COM A MÃO DIREITA, EU CHECO O CHÃO, "TÁ TUDO EM ORDEM?"; DEPOIS, ME SENTO, COÇO DOS OLHOS, CABELOS, ALGUM BOCEJO UM PASSO E MEIO E EU TO DE PÉ, EU ME ESPREGUIÇO E QUANDO NÃO TÁ LIGADO, EU LIGO SOM. PASSO POR DUAS PORTAS E UM CORREDOR, ENTÃO VEM OUTRA. ENTRO NUM COMODO BRANCO DE PISO GELO E NÃO É POR MEDO, MAS PELO INCOMODO, NÃO FAÇO SOM QUANDO NO VASO, PRENDO O RUIDO NUM GRITO INTERNO NUM GRITO MUDO NUM GRITO: NÃO! ENSAIO UM BANHO, PESO MEU PESO, ME ACHO LINDO, AS VEZES, FEIO. AS VEZES PASSO QUE NEM ME OLHO NAQUELE ESPELHO. MEU EMPENHO É OUTRO. RESIGNADO, ENTRO DEBAIXO DA AGUA QUE ME DESPENCA, E PÉLA NO MEU VERÃO, NO INVERNO NÃO. NO INVERNO É MORNA, POR QUE NÃO ESQUENTA? SAIO SEMPRE AMALDIÇOANDO A CIDADE E O TEMPO, OLHO PRO VASO E TENHO CERTEZA: É UMA MERDA AQUILO ALI. ENQUANTO A AGUA SE DESPERDIÇA, EU COLOCO NA ESCOVA UMA QUANTIDADE DE PASTA QUE JULGO NECESSARIO, MOLHO A PASTA, E EM SEGUIDA, DESPERDIÇANDO AGUA, ESCOVO OS DENTES, MOVIMENTOS CIRCULARES, PRIMEIRO OS MOLARES, INFERIORES DIREITOS E OS SUPERIORES, O MESMO COM O OUTRO LADO, DEPOIS A LINGUA, E ENTAO O SORRISO. MEUS DENTES ANDAM AMARELOS; DEVE SER O CAFÉ E A INDULGENCIA COM QUE SORRIO. EU NÃO GOSTO MUITO DE PESSOAS.

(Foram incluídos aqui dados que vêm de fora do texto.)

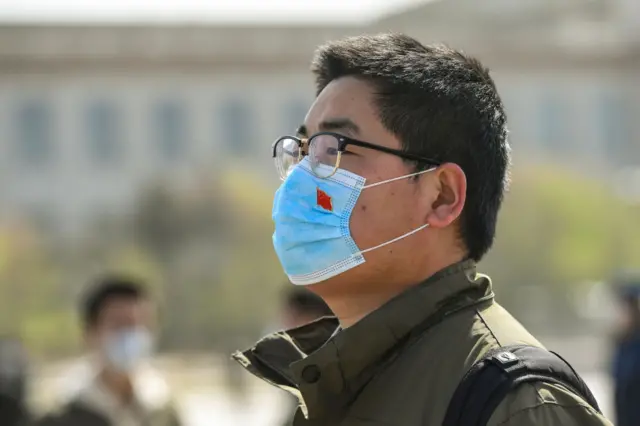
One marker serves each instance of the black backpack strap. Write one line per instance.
(500, 371)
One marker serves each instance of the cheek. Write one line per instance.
(377, 216)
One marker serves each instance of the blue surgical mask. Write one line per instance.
(312, 237)
(126, 349)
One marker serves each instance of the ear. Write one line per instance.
(451, 194)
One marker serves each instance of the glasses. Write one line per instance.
(325, 151)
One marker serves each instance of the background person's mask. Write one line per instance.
(312, 237)
(124, 350)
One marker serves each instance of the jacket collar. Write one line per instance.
(326, 370)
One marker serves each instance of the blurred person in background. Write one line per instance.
(13, 383)
(300, 307)
(119, 387)
(626, 357)
(390, 196)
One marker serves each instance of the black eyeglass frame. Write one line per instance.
(344, 141)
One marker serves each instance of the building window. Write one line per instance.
(34, 139)
(554, 132)
(170, 131)
(614, 127)
(293, 113)
(103, 133)
(237, 126)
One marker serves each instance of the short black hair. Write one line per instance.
(304, 301)
(105, 289)
(441, 104)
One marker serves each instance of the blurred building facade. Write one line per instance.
(91, 114)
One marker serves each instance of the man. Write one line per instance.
(301, 307)
(117, 387)
(390, 196)
(626, 359)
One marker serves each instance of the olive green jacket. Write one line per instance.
(400, 365)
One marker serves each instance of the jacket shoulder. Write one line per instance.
(545, 404)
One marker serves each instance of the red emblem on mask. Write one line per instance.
(324, 200)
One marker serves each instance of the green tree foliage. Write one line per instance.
(31, 305)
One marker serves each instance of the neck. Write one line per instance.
(119, 384)
(352, 306)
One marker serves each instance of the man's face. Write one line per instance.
(383, 212)
(121, 317)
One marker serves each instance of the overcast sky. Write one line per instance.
(263, 11)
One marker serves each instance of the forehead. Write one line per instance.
(125, 310)
(345, 97)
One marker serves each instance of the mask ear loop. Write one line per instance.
(418, 229)
(398, 178)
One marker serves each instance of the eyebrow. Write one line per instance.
(333, 124)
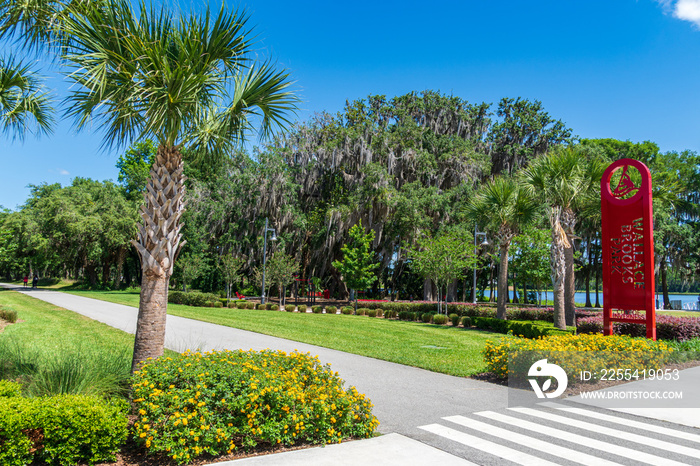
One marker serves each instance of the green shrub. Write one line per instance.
(193, 298)
(9, 389)
(525, 329)
(8, 315)
(218, 402)
(61, 430)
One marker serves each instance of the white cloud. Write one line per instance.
(686, 10)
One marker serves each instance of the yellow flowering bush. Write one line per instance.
(513, 355)
(216, 402)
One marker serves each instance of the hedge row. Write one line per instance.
(8, 315)
(472, 310)
(60, 430)
(519, 328)
(194, 298)
(667, 327)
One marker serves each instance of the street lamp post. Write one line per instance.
(273, 238)
(485, 243)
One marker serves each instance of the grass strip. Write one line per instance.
(51, 350)
(432, 347)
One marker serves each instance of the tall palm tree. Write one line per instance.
(566, 181)
(503, 207)
(182, 81)
(25, 105)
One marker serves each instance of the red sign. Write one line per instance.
(628, 246)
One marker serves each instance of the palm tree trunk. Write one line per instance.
(502, 293)
(158, 243)
(569, 285)
(558, 265)
(588, 272)
(664, 284)
(491, 297)
(568, 222)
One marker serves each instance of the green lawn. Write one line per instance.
(436, 348)
(49, 326)
(52, 350)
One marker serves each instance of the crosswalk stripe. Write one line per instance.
(486, 446)
(626, 422)
(535, 444)
(614, 433)
(571, 437)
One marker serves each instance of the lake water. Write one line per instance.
(689, 302)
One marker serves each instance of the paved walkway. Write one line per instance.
(432, 418)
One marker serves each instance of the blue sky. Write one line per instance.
(622, 69)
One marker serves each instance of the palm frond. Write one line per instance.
(150, 74)
(25, 104)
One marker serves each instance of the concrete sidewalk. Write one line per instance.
(387, 450)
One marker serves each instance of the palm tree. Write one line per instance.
(566, 181)
(25, 105)
(503, 207)
(181, 81)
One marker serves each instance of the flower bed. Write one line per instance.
(574, 352)
(217, 402)
(667, 327)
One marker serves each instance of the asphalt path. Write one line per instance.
(404, 397)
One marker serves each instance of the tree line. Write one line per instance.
(416, 169)
(412, 169)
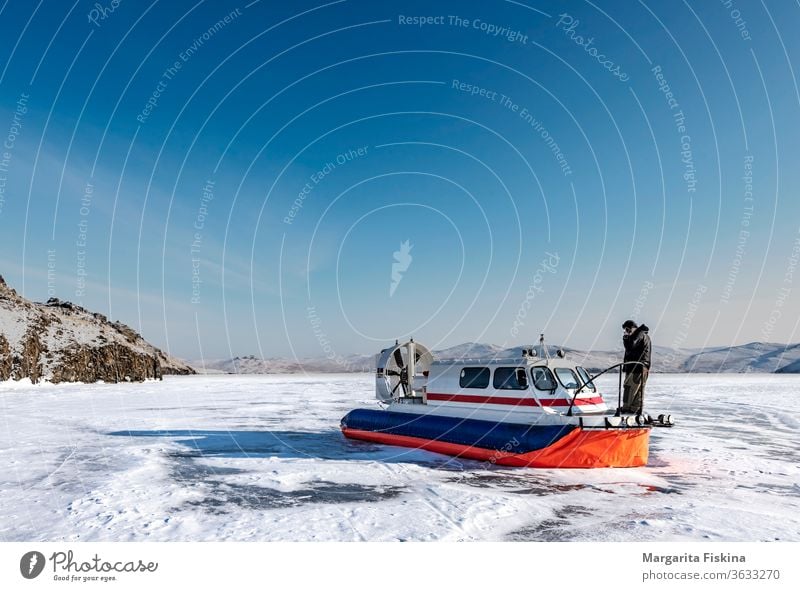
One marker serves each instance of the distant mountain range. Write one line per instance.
(752, 357)
(62, 342)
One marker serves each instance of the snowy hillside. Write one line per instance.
(59, 341)
(753, 357)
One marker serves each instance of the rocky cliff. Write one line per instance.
(62, 342)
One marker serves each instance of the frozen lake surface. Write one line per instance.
(262, 458)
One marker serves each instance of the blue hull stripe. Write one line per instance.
(512, 437)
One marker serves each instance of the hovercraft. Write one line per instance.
(532, 410)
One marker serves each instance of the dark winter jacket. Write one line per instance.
(637, 348)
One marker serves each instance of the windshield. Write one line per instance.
(586, 379)
(543, 378)
(567, 378)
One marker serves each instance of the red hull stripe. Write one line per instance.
(604, 448)
(507, 400)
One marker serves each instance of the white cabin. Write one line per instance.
(527, 389)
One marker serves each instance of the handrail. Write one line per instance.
(592, 378)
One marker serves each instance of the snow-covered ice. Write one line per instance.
(262, 458)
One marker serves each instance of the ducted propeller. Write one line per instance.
(401, 371)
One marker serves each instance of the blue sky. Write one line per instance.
(234, 178)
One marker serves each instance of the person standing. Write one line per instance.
(638, 348)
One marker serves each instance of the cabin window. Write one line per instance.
(510, 378)
(586, 379)
(543, 378)
(567, 378)
(474, 377)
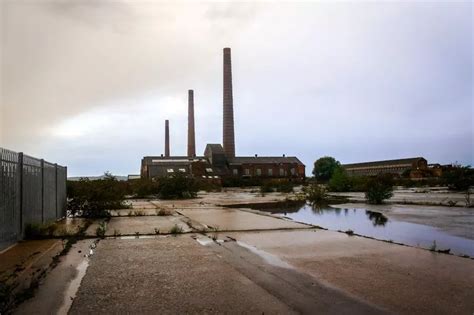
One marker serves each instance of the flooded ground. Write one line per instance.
(379, 226)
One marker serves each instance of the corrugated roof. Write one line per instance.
(264, 160)
(385, 162)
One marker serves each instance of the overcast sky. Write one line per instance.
(88, 84)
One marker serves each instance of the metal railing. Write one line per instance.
(31, 191)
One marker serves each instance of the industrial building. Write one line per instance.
(220, 161)
(416, 167)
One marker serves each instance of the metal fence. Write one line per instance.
(31, 191)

OLHO O RELOGIO, QUASE SEMPRE ESTOU ATRASADO. EU ME PERGUNTO: POR QUE A PRESSA? POR QUE É QUE A BANDA TOCA? PRA ONDE É QUE A JOÇA CONTA E CONTA A CONTA PRA QUAL RAZÃO?

TOMO DA ROUPA E VISTO - A RUA DESERTA NUM É BOM LUGAR PRA CAMINHAR, ESTRANHO ISSO, MAS É A CIDADE. NA MINHA IDADE, - EU TENHO VINTE E POUCO -, DESÇO AS ESCADAS TRAGANDO O TEMPO, VENTANDO A VIDA A CADA PASSO. ISSO É COMUM: É SEMPRE MENOS OU MAIS E TANTO IMPORTA AGORA.

Um comentário:

Cheiro de flor disse...

"ESÇO AS ESCADAS TRAGANDO O TEMPO, VENTANDO A VIDA A CADA PASSO. ISSO É COMUM: É SEMPRE MENOS OU MAIS E TANTO IMPORTA AGORA".

você escreve muitíssimo bem. agradável visita por aqui!